The other point is that Blumenberg notes that there is another shift in the emphasis of the relation of labor to truth in which truth being valued by the labor expended to reach it is transformed into the posture that truth in itself is contingent and alien to the knowing subject, and thus has no value; only the effort to reach the true enhances man. Lessing writes, “Not the truth which someone possesses or believes to possess, but the honest effort he has made to get at the truth, constitutes a human being’s worth. For it is not through the possession of truth, but through its pursuit, that his powers are enlarged, and it is in this alone that his ever-growing perfection lies. Possession makes us inactive, lazy, and proud….” (2010: 49).

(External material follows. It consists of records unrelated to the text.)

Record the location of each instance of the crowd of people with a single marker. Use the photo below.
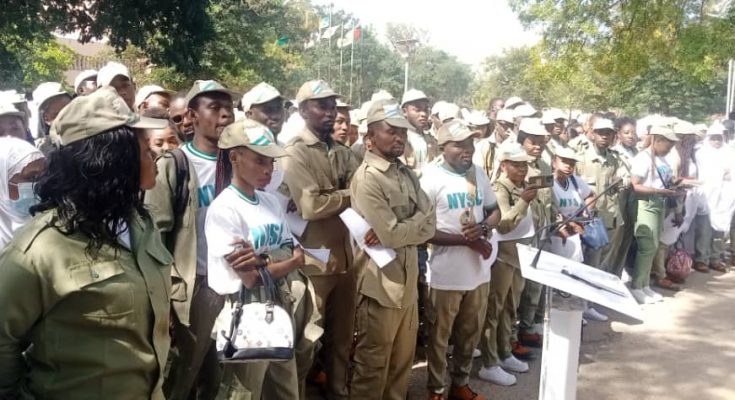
(134, 221)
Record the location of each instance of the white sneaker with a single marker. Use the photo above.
(641, 297)
(496, 375)
(476, 353)
(653, 295)
(514, 365)
(593, 315)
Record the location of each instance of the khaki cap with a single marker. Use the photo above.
(602, 124)
(253, 135)
(9, 110)
(532, 126)
(566, 152)
(665, 132)
(453, 131)
(684, 128)
(259, 94)
(207, 86)
(314, 90)
(146, 91)
(413, 95)
(513, 151)
(87, 116)
(388, 111)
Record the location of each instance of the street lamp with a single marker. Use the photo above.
(406, 47)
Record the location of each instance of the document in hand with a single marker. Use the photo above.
(358, 228)
(579, 280)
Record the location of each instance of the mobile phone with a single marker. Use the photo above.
(541, 181)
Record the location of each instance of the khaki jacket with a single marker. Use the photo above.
(317, 177)
(388, 195)
(178, 232)
(98, 327)
(512, 211)
(599, 171)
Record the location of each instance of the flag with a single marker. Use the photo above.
(329, 32)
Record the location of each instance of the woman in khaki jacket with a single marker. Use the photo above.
(85, 284)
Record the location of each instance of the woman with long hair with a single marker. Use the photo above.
(246, 230)
(85, 284)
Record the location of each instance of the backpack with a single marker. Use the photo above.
(679, 264)
(181, 192)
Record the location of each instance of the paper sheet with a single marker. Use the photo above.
(548, 272)
(320, 254)
(358, 228)
(523, 230)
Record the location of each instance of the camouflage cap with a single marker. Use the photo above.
(104, 109)
(253, 135)
(314, 90)
(388, 111)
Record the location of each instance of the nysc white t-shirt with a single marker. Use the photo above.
(205, 166)
(232, 216)
(569, 199)
(456, 267)
(641, 167)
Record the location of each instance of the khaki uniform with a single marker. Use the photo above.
(506, 283)
(195, 305)
(388, 196)
(98, 327)
(599, 171)
(530, 310)
(317, 176)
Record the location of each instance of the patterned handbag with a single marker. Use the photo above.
(256, 331)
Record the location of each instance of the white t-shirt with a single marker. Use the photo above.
(641, 167)
(232, 216)
(570, 199)
(205, 166)
(456, 267)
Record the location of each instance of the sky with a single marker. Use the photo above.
(469, 29)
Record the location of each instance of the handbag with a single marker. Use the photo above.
(679, 264)
(256, 331)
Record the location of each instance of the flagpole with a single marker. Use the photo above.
(352, 59)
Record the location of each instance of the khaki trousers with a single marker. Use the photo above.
(194, 371)
(336, 302)
(506, 285)
(386, 340)
(459, 314)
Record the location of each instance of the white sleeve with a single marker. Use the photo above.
(221, 229)
(483, 182)
(641, 165)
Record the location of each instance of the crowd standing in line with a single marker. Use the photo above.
(135, 222)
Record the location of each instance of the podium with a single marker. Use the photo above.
(562, 322)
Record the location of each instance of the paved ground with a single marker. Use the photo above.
(684, 351)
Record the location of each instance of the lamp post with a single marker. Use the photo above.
(406, 47)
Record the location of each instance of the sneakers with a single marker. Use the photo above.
(514, 365)
(496, 375)
(520, 351)
(641, 297)
(591, 314)
(475, 353)
(531, 339)
(653, 295)
(464, 393)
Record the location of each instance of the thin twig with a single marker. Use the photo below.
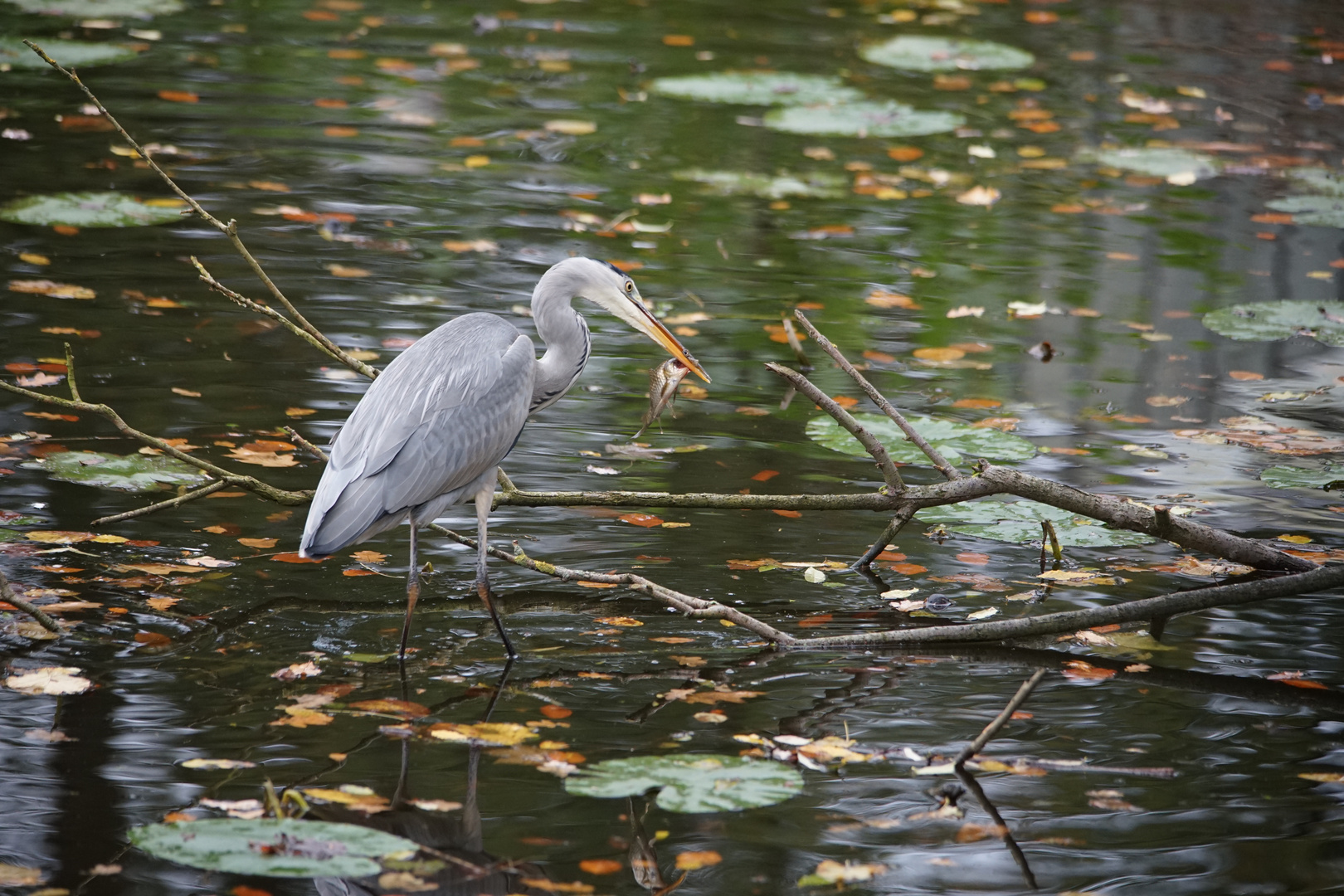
(323, 344)
(304, 444)
(897, 416)
(691, 606)
(229, 230)
(1001, 720)
(163, 505)
(15, 601)
(249, 483)
(867, 440)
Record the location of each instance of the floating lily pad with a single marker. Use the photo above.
(1320, 212)
(1019, 522)
(273, 848)
(90, 210)
(951, 438)
(916, 52)
(100, 10)
(1317, 180)
(863, 119)
(1329, 477)
(1266, 321)
(119, 472)
(691, 783)
(1176, 165)
(817, 186)
(757, 88)
(81, 54)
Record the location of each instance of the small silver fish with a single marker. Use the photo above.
(663, 383)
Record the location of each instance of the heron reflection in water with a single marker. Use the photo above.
(436, 423)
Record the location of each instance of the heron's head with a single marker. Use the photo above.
(606, 285)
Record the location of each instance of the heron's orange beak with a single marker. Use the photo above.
(655, 329)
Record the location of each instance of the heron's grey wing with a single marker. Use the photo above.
(436, 421)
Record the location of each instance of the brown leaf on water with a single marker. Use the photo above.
(394, 707)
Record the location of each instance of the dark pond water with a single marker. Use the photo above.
(346, 143)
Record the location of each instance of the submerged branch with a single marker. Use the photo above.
(19, 603)
(867, 440)
(1166, 605)
(879, 399)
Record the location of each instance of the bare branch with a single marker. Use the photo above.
(1001, 720)
(1166, 605)
(229, 230)
(15, 601)
(897, 416)
(867, 440)
(308, 446)
(318, 342)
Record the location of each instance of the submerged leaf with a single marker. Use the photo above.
(691, 783)
(89, 210)
(951, 438)
(919, 52)
(863, 119)
(119, 472)
(1265, 321)
(1019, 523)
(272, 848)
(757, 88)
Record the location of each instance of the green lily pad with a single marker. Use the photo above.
(691, 783)
(1266, 321)
(119, 472)
(1176, 165)
(817, 186)
(916, 52)
(1320, 212)
(1329, 477)
(951, 438)
(90, 210)
(863, 119)
(99, 10)
(273, 848)
(81, 54)
(1019, 522)
(757, 88)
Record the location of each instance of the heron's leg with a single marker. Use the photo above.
(483, 581)
(411, 590)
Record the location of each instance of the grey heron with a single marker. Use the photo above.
(433, 426)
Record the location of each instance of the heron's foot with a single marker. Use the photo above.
(483, 590)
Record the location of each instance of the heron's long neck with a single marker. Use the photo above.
(566, 338)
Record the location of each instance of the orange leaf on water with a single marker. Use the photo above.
(645, 520)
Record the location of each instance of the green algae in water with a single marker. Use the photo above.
(1019, 523)
(91, 210)
(297, 848)
(691, 783)
(953, 440)
(757, 89)
(918, 52)
(863, 119)
(119, 472)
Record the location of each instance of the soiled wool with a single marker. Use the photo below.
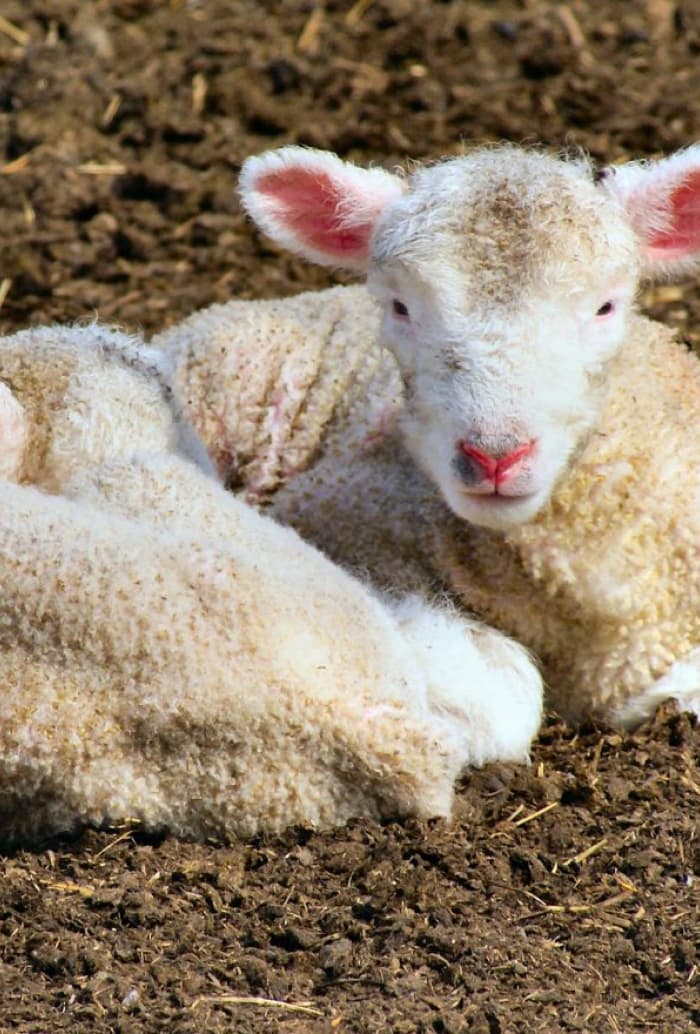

This then, these metaphors of labor and ownership, and their relationship to truth is what Blumenberg touches upon in his genealogy and leaves us at, underdeveloped, in his early musings on the nature of ‘the modern’. But the alienating qualities of these metaphors, the curt separation that these modern formations imply between the subject and the true, is what sprung to my mind when considering anew Foucault’s pondering of the division of knowing from a possibility of subject formation. Between ‘labor’ and ‘ownership’ what is the possibility for askesis?